Luzerner in den USA

Route 66 mit dem Velo: Warum ihm einmal nicht reichte

Hinter Marcus Fihlon liegen drei Monate auf dem Velo. (Bild: zvg)

Frisch zurück aus den USA, erzählt ein Luzerner, warum er mit dem Velo die legendäre Route 66 vom Atlantik zum Pazifik gefahren ist. Und das zum zweiten Mal.

Es ist Oktober 2023, als ein Mann mit rot kariertem Hemd auf dem St. Monica Pier in Los Angeles steht. Die Palmen wehen, der Pazifik schäumt, die Sonne brennt auf den Steg. Plötzlich überkommt ihn eine Welle von Glücksgefühlen und Trauer. Im Trubel der Touristen steht er da, braun gebrannt neben einem grünen Velo, und Tränen steigen auf.

Drei Monate später sitzt Marcus Fihlon in der Bäckerei Bachmann in Luzern und erzählt, wie es dazu kam. «Oft träumt man von Dingen, bis es zu spät ist», sagt der 50-Jährige und blickt aus dem Fenster auf die grauen Fassaden. «Machen! Einfach machen!» Das sei im Leben wichtig. Die Lautsprechermusik wummert zu seiner Botschaft.

Hunderte Male sei er über seinen Schatten gesprungen, sagt der Luzerner. In den Tiefen der USA, auf hohen Gebirgspässen und in menschenfeindlichen Wüsten begegnete er seinen persönlichen Grenzen. Und hat sich, nur mit dem Velo, bewiesen, was er als Kind für unmöglich gehalten hätte.  

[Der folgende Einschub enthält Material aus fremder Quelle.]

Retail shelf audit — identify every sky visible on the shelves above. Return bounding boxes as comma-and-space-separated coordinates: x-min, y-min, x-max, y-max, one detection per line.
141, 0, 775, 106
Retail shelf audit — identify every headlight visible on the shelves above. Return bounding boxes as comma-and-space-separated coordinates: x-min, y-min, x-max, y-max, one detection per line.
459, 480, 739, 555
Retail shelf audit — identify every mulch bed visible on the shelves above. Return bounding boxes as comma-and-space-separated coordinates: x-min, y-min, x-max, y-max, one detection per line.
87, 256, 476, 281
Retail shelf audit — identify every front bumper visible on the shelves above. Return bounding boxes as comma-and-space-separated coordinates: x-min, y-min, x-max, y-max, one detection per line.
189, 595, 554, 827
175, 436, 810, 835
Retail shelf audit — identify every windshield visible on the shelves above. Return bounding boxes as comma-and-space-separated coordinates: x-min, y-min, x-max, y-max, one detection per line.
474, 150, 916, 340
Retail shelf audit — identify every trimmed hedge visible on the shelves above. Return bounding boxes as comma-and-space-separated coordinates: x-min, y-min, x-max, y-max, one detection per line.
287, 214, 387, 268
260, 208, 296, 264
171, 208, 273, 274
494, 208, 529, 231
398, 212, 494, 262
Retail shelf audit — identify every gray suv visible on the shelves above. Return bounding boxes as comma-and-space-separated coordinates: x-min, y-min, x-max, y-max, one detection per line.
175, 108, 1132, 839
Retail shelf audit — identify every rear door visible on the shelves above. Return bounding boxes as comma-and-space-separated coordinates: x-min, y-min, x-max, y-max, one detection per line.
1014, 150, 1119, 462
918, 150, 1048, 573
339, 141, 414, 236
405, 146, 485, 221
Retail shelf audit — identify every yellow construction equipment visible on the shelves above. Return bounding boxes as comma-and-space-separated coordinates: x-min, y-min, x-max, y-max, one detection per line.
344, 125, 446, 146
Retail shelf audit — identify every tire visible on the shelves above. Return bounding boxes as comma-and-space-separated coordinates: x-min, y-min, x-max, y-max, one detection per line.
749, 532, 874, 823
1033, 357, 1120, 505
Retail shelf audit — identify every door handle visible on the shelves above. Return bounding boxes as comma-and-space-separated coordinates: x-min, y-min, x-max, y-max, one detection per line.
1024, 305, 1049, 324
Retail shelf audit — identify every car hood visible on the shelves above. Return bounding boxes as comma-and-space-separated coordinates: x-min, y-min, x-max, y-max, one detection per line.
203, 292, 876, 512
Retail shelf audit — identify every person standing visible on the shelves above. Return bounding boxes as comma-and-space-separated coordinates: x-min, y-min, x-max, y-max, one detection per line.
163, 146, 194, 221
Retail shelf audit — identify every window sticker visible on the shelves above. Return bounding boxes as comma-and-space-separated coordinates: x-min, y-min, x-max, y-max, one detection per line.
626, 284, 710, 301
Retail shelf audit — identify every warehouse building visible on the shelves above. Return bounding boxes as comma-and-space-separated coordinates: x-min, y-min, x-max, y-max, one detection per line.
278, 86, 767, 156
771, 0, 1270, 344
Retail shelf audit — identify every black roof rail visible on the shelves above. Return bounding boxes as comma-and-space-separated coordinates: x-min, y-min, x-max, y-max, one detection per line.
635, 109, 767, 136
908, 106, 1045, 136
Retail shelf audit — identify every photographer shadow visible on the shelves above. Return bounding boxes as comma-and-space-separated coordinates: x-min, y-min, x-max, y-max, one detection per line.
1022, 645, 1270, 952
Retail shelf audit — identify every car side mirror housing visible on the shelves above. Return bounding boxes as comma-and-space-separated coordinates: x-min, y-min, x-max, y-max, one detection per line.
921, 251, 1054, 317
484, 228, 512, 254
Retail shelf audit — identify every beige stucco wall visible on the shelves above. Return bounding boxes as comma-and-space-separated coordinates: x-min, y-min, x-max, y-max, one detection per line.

Schüchternheit überwinden als Lebensaufgabe

Marcus Fihlon war zwölf Jahre alt, als er sein erstes Computerprogramm schrieb. Als schüchterner Junge aus schwierigen Verhältnissen fand er Zuflucht in der digitalen Welt. Auf der Strasse nach der Uhrzeit zu fragen, traute er sich nicht. Anfang der 2010er-Jahre kam der Autodidakt nach Luzern, als Softwareentwickler für die CSS.

Seine Schüchternheit nahm er mit – das hinderte ihn. «Früher arbeiteten Programmierer in der dunklen Kammer. Heute musst du auf Gruppen zugehen können», sagt er. Also wollte er sich verändern, mutiger werden, über seinen Schatten springen.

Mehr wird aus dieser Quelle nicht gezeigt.